The UN Wants to Build Floating Cities to Save Us from Climate Change - n0pe_p0pe
https://www.wired.com/story/sea-levels-are-rising-time-to-build-floating-cities/
======
jelliclesfarm
This idea really appeals to me. Altho I think one way to gain support is to do
the right thing..the right thing being planting forests or grasslands or
carbon sequestering zones that is equivalent to 1-5-2x the Area of the
floating cities.

Further:

1\. Example: if 10 acres is the size of the floating city, it should also
support 20 acres(more is better if they can afford it) of land with newly
planted forests and grasslands to restore habitat and to sequester carbon.

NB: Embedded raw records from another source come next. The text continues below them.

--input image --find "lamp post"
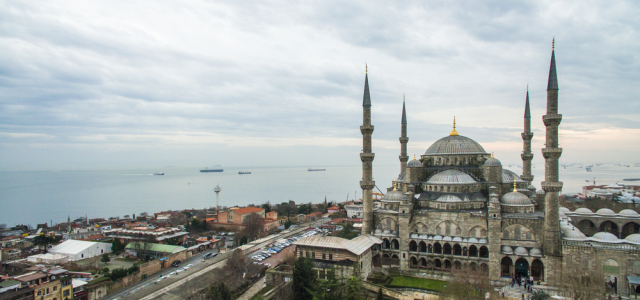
[213,184,222,218]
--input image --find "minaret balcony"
[360,153,376,162]
[542,114,562,126]
[542,181,562,193]
[360,124,373,135]
[520,132,533,141]
[542,148,562,159]
[520,153,533,160]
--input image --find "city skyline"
[0,1,640,170]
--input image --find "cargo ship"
[200,168,224,173]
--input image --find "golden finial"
[449,116,459,135]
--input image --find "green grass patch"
[386,276,447,292]
[251,284,273,300]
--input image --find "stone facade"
[363,41,640,294]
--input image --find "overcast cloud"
[0,0,640,170]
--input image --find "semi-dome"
[407,156,422,168]
[424,135,487,155]
[513,247,529,256]
[484,155,502,167]
[436,194,462,202]
[427,169,476,184]
[502,169,525,183]
[382,190,409,201]
[500,192,532,206]
[562,229,587,240]
[529,248,542,256]
[618,208,638,216]
[596,208,616,215]
[574,207,593,214]
[593,232,618,242]
[624,233,640,243]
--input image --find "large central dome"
[425,135,487,155]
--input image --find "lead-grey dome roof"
[500,192,533,206]
[427,169,476,184]
[484,157,502,167]
[424,135,487,155]
[407,157,422,168]
[382,191,409,201]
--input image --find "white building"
[49,240,111,261]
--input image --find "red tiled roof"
[235,207,264,215]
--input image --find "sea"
[0,164,640,226]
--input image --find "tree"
[100,253,111,265]
[208,282,232,300]
[444,268,493,300]
[284,219,293,229]
[242,213,264,240]
[529,290,551,300]
[292,256,316,300]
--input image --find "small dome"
[624,233,640,243]
[596,208,616,215]
[407,157,422,168]
[592,232,618,242]
[484,157,502,167]
[529,248,542,256]
[425,135,487,155]
[574,207,593,214]
[500,192,533,206]
[436,194,462,202]
[427,169,476,184]
[513,247,529,256]
[382,191,409,201]
[618,209,638,216]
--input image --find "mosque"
[360,40,640,295]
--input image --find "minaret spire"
[520,84,533,184]
[399,94,409,174]
[360,65,376,235]
[542,38,562,257]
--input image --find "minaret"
[520,85,533,184]
[400,95,409,174]
[542,38,562,256]
[213,184,222,218]
[360,66,376,235]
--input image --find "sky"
[0,0,640,171]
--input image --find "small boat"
[200,168,224,173]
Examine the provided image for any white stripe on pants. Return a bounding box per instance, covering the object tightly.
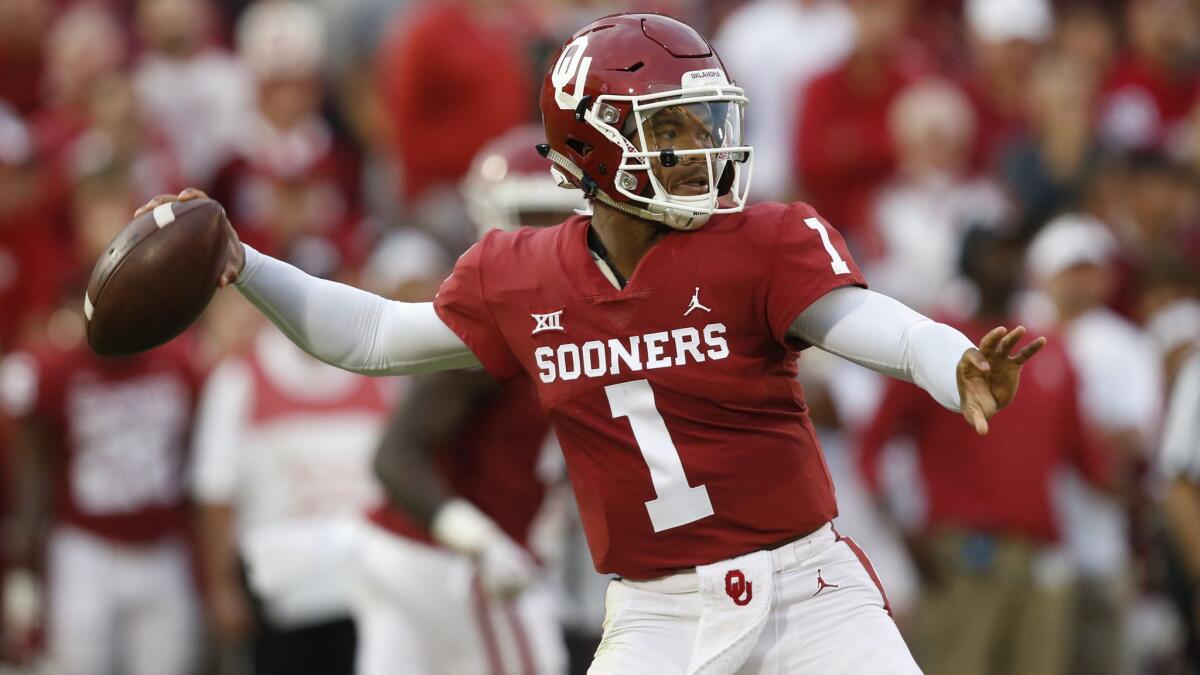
[588,526,920,675]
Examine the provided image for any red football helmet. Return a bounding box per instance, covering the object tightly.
[539,13,752,229]
[462,125,588,235]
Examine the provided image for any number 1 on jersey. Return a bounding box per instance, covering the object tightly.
[604,380,713,532]
[804,217,850,274]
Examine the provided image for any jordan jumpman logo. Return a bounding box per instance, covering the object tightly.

2\. If they can support more land(funded by the floating cities denizens),
they can buy more on land to rehabilitate while maintaining a base with solar
panels, food forests, maybe even dairy and hives..all eco system supporting
activities etc. even short term vacation spots. Hello Airbnb! Haha!

3\. The richer the floating city’s denizens are with their work or trade or
whatever economic activity, the more they can invest in carbon sequestering
activities. Example: fruits and rice and grain will become precious
commodities and more $$$. They can trade it with others.

4\. We would still need metals and minerals etc. we can’t take all the
population to sea. Also the question of how this will change marine biology
and eco system is a question.

------
jelliclesfarm
I am also thinking about the marine eco system. I don’t think any survival
plan is feasible unless world population comes down to 1-2 billion from
current figures.

Instead of worrying about how to feed 10 billion by 2050..we should be
thinking about how we can bring it down to 1-2 billion people within 2
centuries for the long term survival of the species.